Map Divvying Up Cleveland Resembles Redlining Maps of the Past

Cleveland neighborhoods were coded to help real estate investors, but the result is a map that harks back to old discriminatory housing practices, say critics.

November 16, 2018, 2:00 PM PST

By Camille Fink

Cleveland Vacant Home

edkohler / Flickr

Brentin Mock reports on recent controversy over a 2015 blog post about a map of Cleveland that looks much like redlining maps from the last century. The map, produced by a local real estate developer, graded the city’s neighborhoods, ostensibly to provide investors with a guide to where they might get the best return on investments.

But, says Mock, the grades highlight race and class segregation throughout the city:

The red “F” category is called the “Warzone” in [James] Wise’s blog, and consists of the African-American East Cleveland neighborhood and several zip codes that have majority black populations, and most of which have incomes below $22,000. The D category, also red, consists of just three neighborhoods, each of which have sizable black and Latino populations, all located in the city and with majority renter populations. 

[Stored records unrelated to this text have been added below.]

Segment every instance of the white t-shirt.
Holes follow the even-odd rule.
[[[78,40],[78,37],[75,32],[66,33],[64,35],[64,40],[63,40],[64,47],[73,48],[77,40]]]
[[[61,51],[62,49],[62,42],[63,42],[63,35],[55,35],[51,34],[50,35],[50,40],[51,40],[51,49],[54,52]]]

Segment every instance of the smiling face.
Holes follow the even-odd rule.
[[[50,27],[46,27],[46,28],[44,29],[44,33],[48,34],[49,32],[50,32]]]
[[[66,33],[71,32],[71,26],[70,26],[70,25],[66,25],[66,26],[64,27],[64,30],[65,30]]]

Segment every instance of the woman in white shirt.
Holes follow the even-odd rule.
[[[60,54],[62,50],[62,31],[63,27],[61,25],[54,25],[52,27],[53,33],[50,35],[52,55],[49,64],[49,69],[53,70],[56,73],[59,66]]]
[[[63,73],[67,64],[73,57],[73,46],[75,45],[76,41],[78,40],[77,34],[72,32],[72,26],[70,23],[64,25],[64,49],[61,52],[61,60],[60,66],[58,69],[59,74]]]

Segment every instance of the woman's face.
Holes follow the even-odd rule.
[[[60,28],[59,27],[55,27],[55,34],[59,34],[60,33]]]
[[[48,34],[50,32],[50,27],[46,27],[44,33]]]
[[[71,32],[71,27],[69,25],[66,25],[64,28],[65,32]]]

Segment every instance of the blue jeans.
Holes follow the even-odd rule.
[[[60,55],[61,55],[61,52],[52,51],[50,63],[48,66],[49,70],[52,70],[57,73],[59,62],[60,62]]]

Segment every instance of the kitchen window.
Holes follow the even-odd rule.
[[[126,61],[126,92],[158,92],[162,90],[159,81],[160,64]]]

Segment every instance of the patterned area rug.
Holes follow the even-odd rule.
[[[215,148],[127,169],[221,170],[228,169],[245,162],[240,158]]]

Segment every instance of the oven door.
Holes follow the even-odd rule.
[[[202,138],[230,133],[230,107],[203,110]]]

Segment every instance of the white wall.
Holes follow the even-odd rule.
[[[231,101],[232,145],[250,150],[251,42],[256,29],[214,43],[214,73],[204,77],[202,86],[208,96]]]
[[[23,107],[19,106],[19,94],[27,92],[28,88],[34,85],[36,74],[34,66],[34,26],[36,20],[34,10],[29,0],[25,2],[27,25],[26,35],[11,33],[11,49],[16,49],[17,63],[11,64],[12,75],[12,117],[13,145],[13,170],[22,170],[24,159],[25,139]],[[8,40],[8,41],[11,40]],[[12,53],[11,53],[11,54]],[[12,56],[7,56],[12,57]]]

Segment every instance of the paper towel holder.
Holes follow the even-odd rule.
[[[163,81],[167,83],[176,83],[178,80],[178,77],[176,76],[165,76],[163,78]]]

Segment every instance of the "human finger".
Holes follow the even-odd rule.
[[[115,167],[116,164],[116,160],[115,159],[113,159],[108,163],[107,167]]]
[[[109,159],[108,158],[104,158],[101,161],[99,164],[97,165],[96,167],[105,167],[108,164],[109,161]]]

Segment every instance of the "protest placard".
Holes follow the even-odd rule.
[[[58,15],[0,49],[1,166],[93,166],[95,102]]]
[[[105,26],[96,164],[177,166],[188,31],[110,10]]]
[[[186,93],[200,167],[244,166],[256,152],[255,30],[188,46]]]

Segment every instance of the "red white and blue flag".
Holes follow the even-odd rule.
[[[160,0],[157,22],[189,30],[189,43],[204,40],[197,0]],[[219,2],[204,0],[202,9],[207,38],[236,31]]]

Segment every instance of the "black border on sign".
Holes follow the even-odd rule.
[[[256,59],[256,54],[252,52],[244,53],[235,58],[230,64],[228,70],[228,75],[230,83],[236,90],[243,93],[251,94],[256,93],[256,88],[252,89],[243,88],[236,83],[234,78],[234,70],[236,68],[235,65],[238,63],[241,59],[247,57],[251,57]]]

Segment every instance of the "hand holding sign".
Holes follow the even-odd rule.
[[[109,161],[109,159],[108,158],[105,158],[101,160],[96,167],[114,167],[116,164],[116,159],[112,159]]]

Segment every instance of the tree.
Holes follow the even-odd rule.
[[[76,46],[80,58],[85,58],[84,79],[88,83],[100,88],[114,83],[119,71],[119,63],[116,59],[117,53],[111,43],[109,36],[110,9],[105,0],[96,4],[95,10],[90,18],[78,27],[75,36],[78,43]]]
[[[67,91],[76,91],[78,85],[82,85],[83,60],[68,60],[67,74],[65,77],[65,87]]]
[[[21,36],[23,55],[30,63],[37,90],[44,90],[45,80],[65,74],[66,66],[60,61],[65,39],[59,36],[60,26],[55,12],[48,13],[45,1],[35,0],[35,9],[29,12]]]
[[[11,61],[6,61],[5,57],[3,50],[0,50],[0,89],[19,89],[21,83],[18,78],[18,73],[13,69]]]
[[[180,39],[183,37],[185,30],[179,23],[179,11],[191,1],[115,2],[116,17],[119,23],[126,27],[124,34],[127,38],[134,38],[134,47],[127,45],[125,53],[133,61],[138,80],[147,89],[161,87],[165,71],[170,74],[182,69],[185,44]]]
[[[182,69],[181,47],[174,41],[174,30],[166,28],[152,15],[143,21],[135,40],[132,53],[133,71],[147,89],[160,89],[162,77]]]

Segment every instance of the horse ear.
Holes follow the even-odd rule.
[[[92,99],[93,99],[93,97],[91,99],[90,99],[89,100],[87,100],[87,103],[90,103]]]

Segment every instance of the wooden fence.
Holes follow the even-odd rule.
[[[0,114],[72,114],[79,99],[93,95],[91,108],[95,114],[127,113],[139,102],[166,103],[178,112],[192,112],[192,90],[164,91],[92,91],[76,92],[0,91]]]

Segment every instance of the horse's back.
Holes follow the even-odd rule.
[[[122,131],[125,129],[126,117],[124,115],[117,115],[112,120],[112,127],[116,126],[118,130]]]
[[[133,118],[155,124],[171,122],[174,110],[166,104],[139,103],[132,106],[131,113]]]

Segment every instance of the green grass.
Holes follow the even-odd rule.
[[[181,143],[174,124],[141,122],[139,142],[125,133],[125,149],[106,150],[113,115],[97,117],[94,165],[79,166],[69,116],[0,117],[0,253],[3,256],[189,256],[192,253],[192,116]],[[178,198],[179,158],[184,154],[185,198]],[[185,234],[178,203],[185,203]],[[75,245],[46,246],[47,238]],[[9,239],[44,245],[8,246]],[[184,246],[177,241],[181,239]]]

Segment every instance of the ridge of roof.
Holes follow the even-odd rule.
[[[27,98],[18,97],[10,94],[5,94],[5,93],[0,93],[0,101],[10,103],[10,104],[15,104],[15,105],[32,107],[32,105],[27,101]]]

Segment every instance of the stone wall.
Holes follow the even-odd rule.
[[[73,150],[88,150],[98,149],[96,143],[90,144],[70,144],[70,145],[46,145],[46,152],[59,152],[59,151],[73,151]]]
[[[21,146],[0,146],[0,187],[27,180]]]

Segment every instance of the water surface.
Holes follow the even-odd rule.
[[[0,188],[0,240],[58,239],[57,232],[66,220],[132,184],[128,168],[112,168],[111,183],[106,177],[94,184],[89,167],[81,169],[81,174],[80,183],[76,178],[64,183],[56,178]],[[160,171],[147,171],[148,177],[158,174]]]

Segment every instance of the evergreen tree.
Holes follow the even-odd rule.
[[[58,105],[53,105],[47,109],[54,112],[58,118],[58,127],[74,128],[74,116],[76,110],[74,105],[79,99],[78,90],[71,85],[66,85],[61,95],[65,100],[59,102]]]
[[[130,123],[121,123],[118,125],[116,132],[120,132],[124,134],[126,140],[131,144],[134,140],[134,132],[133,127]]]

The Home Owners Loan Corporation redlining maps of the 1930s divided the city based on similar metrics, and designations of “neighborhood desirability” drove investment and home loan decisions. “Desirability was defined by the neighborhood’s household incomes, the percentage of homeowners, and by 'homogeneity'—whether white people made up the majority of the neighborhood,” reports Mock.

Some housing advocates wonder if the more recent map could actually help residents in lower-income neighborhoods over the long run. Investors looking to flip properties and make a quick buck might be motivated to steer clear of Cleveland’s most vulnerable neighborhoods, says Mock.